Following the Supreme Court’s confirmation of the final judgment in the Patria case through extraordinary remedy proceedings, the defendants, including Mr. Janša, lodged a constitutional complaint. The Constitutional Court unanimously overturned the conviction and remanded the case for a first instance retrial. Professor Flander highlighted that in several other significant criminal cases, there was no such unity among constitutional judges. The Constitutional Court has exhibited a noticeable divide between “liberal” and “conservative” judges. While acknowledging that this split may be perceived as an anomaly in the Rechtsstaat and the rule of law, Professor Flander suggests it might actually be an inherent aspect of the rule of law. He believes it’s natural in a state governed by the rule of law that not everyone shares the same perspective when deciding on fundamental societal and state matters. However, he has learned from conversations with constitutional lawyers from neighboring countries like Hungary and Serbia that such divisions among Constitutional Court judges do not exist there.

Mr Ferlinc explained that he took a strong position on this issue in his book The Rule of Law in Slovenia and Beyond, affirming that he maintains the same position. He emphasized the importance of adhering to professional criteria, asserting that while every judge is entitled to hold personal convictions, whether political, religious, or otherwise, these should not influence judicial decision-making. He advocated for self-discipline, particularly among judges in various courts, emphasizing the necessity of strictly adhering to constitutional and statutory law.

Professor Flander concurred with Mr. Ferlinc’s viewpoint but noted that certain constitutional issues transcend mere legal considerations and delve into meta-legal territory. In such cases, judges may be influenced by factors beyond strict legality, such as their worldview, values, or political orientation. While acknowledging that disagreements on legal matters are inevitable, Professor Flander contended that such divergences are normal in a rule-of-law system. He posited that if all judges consistently ruled in alignment with the executive branch, it would pose a more significant problem. However, he acknowledged that the public may find the division among judges confusing and frustrating.

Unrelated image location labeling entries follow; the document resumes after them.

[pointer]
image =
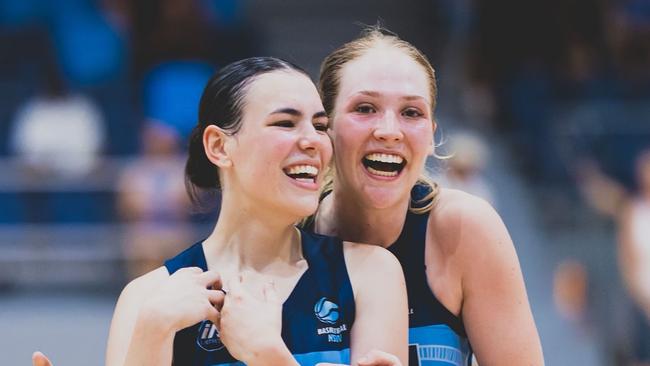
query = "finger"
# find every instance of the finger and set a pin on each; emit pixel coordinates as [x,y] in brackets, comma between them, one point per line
[211,279]
[235,287]
[39,359]
[189,270]
[216,298]
[214,316]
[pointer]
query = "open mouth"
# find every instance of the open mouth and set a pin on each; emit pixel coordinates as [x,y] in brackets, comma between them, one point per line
[302,173]
[385,165]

In the remainder of their discussion, Mr. Ferlinc and Professor Flander delved into several issues explored in Mr. Ferlinc’s book. These included statutes of limitation for criminal prosecution (a topic that stirred debate and disagreements among legal experts, particularly in relation to the Patria case); the concepts of “cassatory” and “reformatory” decisions of higher courts (with both agreeing that in Slovenia, it’s common for higher courts to overturn cases and send them back for retrial); the definition of the rule of law and its international and supranational dimensions; processes that compromise the rule of law; the principle that repression should be a last resort; the introduction of life imprisonment as the most severe criminal sanction in Slovenian criminal law; the “Pharmacist case” (involving accusations against Zoran Janković, the mayor of Ljubljana, for abuse of official position by offering a pharmacist a job in exchange for sexual favors); issues such as the mandatory destruction of data/evidence obtained through covert investigation measures in cases of prosecutorial inactivity, and challenges surrounding the “fruit of the poisonous tree” doctrine as the basis for the exclusion of illegally obtained evidence in criminal proceedings.

As the discussion drew to a close, Professor Flander inquired whether Mr. Ferlinc had ever considered abandoning his prosecutor’s robe for a different role during his career. Mr. Ferlinc responded that he had not, as he firmly believes in the vital role of prosecution in a democratic society founded on the rule of law. He emphasized that prosecutors not only protect the nation from crime but also uphold legality. While acknowledging that prosecutors are not judges, Mr. Ferlinc asserted that their objective must always be to achieve a fair, just, and lawful outcome.


[1] The criminal case in which a final conviction of former Prime Minister Janez Janša and two other defendants was abrogated by the Constitutional Court.